Una vez vi por televisión a Julián López "El
Juli", indultando a un toro en la Plaza México. Me sentí aliviado porque
le perdonaban la vida al toro, aún con el dolor de las banderillas colgándole
del morrillo. Llegué a sentir admiración por los trotes de ballet de los
caballos de Pablo Hermoso de Mendoza para evitar la cornada del toro, pero
luego algún tonto montado en un caballo protegido con armadura medieval le
aplicaba pinchazos al animal con una mezcla de crueldad y torpeza, buscando a
tientas la parte más sensible del astado, y se perdía ese ligero
involucramiento mío en la fiesta brava. Mi padre me contó la historia de un ganadero
que regresaba a sus toros indultados a la plaza, con la corrida ya terminada, y
los mataba con una pistola, ya que sus animales “debían morirse en el ruedo”. El
relato me pareció terrible.
Estos acercamientos a la fiesta taurina no lograron
engancharme a su ritual y simbolismos. Pero al mismo tiempo, me hizo conocer
muchas historias acerca de mi padre. Por ejemplo, cuando de niño vendía tacos
de frijoles con longaniza, de tortilla de harina, en la Plaza de Toros “La
Morena”, de Villa de Purificación, como medio para aportar a la economía
familiar. Al mismo tiempo, se sorprendía
al ver aterrizar las avionetas en el pueblo, mientras los toreros se bajaban y
se dirigían al ruedo ya vestidos de luces. Y mientras compartía esa infancia y
adolescencia en medio de los burladeros y tendidos, mientras me explicaba que
el toro es la verdadera estrella de la tauromaquia porque es el principal
protagonista de una escenificación de la vida y la muerte, mientras me decía
que los toros con verdadera nobleza siempre embisten la muleta y están destinados
para vivir por última vez en el ruedo, mientras en sus pláticas casi me hacía
ver el traje de luces y la espada en sus manos, yo por dentro me decía y aún me
digo, “no sé exactamente de qué me habla mi padre, pero es algo que ama y todas
las cosas que él ama también las amo yo, así que haré un esfuerzo por
enamorarme de ese romanticismo y hacerlo parte de mi”.

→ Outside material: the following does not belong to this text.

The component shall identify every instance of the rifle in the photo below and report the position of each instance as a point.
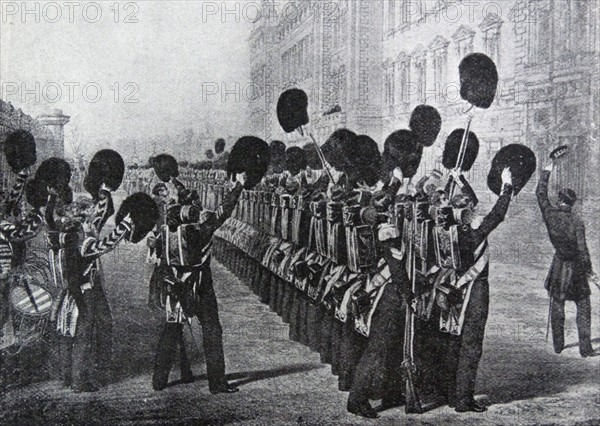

Ese esfuerzo de empatía con mi padre, me hace muy receloso
de los anti-taurinos, sobre todo de aquellos cuyo celo prohibicionista los
lleva a actos tan moralmente repugnantes como celebrar la muerte de un torero
por una cornada, o como sucedió esta semana, festejar que el torero Rodolfo
Rodríguez “El Pana” terminara cuadrapléjico. Comprendo que hay activistas con
argumentos racionales para prohibir las corridas de toros. Michel de Montaigne
le ha dedicado pasajes hermosos en sus “Ensayos” a los animales, alabando la
capacidad de cuidarse a sí mismos, su nobleza y amor, el temple ante las
adversidades y la comprensión instintiva de ideas que llevan tiempo a los seres
humanos asimilar mediante la razón. Peter Singer, filósofo australiano, asegura
que los animales tienen el rasgo fundamental de sentir el dolor, y que
deberíamos tomar esto en cuenta a la hora de tratar a nuestras mascotas, o
cuando pensamos en la procedencia de la carne que nos comemos (de allí que
Singer también defienda el vegetarianismo como dieta común para la humanidad).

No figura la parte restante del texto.